Electrical hazards are a serious concern in various industries and workplaces, especially when dealing with high voltage systems. It is crucial to understand the potential risks associated with high voltage electrical equipment and take proactive measures to ensure the safety of both individuals and the surrounding environment. In this blog post, we will explore three of the most common high voltage electrical hazards and discuss practical steps that can be taken to avoid them.
1. Electric Shock
Electric shock is one of the most well-known hazards associated with high voltage systems. A powerful electrical current passing through the human body can cause severe injuries or even be fatal. However, with proper precautions, the risk of electric shock can be significantly reduced.
How to avoid electric shock
Training and Awareness
Ensure that personnel working with high voltage equipment receive comprehensive training on electrical safety. This should cover topics such as recognising electrical hazards, understanding safe work practices, and implementing proper lockout/tagout procedures.
We recommend the following courses for familiarisation with high voltage equipment:
S9 – for those with very little previous experience in high voltage switching
S1 – suitable for both electrical and non-electrical personnel who are to take up a role of an Authorised Person (Limited Authorisation)
S4 – for any electrical personnel with a good foundation level of electrical knowledge who are required to carry out advanced HV switching operations and safety document issuing responsibilities and take on the role of an Authorised Person (AP) or Senior Authorised Person (SAP)
Personal Protective Equipment (PPE)
Always wear appropriate PPE, including insulating gloves, safety shoes, and arc-rated clothing, when working with high voltage systems. Insulated tools should also be used to minimise the risk of electrical contact.
Risk Assessment and Isolation
Conduct a thorough risk assessment before working on or near high voltage equipment. Isolate the power source and follow correct lockout/tagout procedures to prevent accidental re-energisation.
2. Arc Flash
An arc flash is a sudden release of energy in the form of intense heat, light, and pressure, resulting from an electric arc. It can cause severe burns, blindness, and other injuries. Arc flashes often occur due to equipment failure, inadequate maintenance, or improper work practices.
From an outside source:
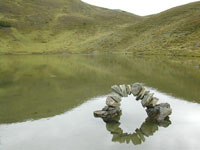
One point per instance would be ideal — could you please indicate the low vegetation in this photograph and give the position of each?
(72, 26)
(4, 24)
How to avoid arc flash incidents
Regularly inspect and maintain high voltage equipment to identify and rectify potential issues before they become hazards. Follow manufacturer guidelines and industry standards for maintenance procedures.
Arc Flash Risk Assessment
Conduct a comprehensive arc flash risk assessment to determine the potential hazards associated with specific equipment. This will help in selecting the appropriate personal protective equipment (PPE), defining safe work boundaries, and establishing clear procedures to mitigate arc flash risks.
Work Permits and Procedures
Implement a permit-to-work system that ensures all work on high voltage equipment is authorised, supervised, and carried out by trained personnel following established safe work procedures. This includes de-energisation, verification of absence of voltage, and the use of arc-resistant equipment where necessary.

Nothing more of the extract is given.